University of Massachusetts Amherst researcher Sarah Perry, associate professor in the Chemical Engineering Department, is part of a multi-institutional team that has been awarded a National Science Foundation (NSF) grant totaling $1.8 million for a project that could improve the stability of future vaccines.
A $649,767 portion of the four-year grant, awarded to Perry through the NSF’s Designing Materials to Revolutionize and Engineer our Future (DMREF) program, will support her work on the “A Computationally-Driven Predictive Framework for Stabilizing Viral Therapies” project.
The current method for stabilizing vaccines is mostly a process of trial-and-error, Perry says. Her team’s approach will combine experiments in the lab with a machine learning algorithm to sort through massive amounts of complex data produced to extract the best results.
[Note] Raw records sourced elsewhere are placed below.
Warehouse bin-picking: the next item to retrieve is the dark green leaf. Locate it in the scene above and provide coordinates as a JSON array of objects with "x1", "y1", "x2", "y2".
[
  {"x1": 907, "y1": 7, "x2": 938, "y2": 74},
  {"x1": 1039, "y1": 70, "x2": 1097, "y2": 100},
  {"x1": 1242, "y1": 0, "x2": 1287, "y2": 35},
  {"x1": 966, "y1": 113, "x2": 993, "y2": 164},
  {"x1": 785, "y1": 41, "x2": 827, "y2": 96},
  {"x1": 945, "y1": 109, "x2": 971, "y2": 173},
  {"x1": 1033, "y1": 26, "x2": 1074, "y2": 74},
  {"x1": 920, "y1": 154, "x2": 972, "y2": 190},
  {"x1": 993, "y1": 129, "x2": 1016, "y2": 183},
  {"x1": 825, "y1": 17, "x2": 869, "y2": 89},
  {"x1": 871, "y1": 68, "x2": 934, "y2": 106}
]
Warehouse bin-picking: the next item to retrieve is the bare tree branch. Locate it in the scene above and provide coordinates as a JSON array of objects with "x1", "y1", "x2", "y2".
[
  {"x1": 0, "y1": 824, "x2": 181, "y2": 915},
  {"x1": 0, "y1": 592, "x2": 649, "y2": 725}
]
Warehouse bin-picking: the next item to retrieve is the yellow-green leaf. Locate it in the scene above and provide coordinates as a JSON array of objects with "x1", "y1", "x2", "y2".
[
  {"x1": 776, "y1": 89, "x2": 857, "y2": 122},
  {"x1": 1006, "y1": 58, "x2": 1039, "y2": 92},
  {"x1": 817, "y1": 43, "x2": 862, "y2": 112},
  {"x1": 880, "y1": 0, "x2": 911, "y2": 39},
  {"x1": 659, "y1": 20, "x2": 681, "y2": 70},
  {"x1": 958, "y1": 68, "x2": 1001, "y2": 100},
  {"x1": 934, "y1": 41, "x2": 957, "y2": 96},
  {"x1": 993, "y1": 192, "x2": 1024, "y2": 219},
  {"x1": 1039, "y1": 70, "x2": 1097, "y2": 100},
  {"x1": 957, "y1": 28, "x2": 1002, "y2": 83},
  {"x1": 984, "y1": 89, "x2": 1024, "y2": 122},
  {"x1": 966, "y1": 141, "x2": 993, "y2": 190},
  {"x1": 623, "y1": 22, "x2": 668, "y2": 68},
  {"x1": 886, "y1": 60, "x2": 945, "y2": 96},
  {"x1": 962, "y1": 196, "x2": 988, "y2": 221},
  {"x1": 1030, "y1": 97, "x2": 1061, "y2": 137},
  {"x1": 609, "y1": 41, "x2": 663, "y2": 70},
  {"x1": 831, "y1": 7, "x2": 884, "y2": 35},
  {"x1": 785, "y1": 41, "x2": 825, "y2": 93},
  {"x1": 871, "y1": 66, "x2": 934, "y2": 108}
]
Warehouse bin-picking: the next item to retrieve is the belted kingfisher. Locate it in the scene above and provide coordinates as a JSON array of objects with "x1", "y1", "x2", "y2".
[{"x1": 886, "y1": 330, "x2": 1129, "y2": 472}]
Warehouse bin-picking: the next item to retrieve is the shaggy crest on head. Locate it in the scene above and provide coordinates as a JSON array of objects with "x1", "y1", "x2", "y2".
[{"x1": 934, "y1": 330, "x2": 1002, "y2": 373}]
New generations of biologic drugs are developed from living sources and tend to be more sensitive to temperature changes. This has been seen most recently with the storage and delivery challenges associated with several of the COVID-19 vaccines. These vaccines and many other biologic drugs remain dependent on a “cold chain,” or low-temperature-controlled supply chain, to maintain efficacy. The logistics and expense of maintaining such a cold chain increase the cost and limit the availability of such treatments. Popular biologics currently on the market include Botox, insulin, arthritis drugs Humira and Enbrel, the cancer drug Herceptin and the Pfizer COVID-19 vaccine.
“If you’re on an antibody treatment for rheumatoid arthritis, you have to plan your life around that medicine,” Perry says. “If you’re going on vacation, how are you going to travel with it? How are you going to keep your medicine [viable] if the power goes out?”
Data released last month by the Centers for Disease Control and Prevention estimated that at least 15 million doses of COVID-19 vaccine alone have been thrown away since March 1.
While the work under the grant is focusing on viruses, what is learned could be applicable to more complex drugs, Perry says.
“This could go beyond viruses to other types of vaccines, or other kinds of medical therapeutics,” she says. “We’re hoping to have a solid, molecularly informed view of how to design temperature-stable formulations.”
That ability would speed the creation, decrease the cost and improve the safety of future drugs, she added.
Perry’s colleagues are Sapna Sarupria, a chemistry professor at the University of Minnesota, and Caryn Heldt, a chemical engineering professor at Michigan Technological University. Perry’s lab will create the materials, while Sarupria’s will provide the computational model and Heldt’s will study the virus and its interactions with excipients, or inactive substances used to deliver the active ingredients. Perry and Heldt are also partners on National Institutes of Health-funded research investigating a different strategy for stabilizing viruses.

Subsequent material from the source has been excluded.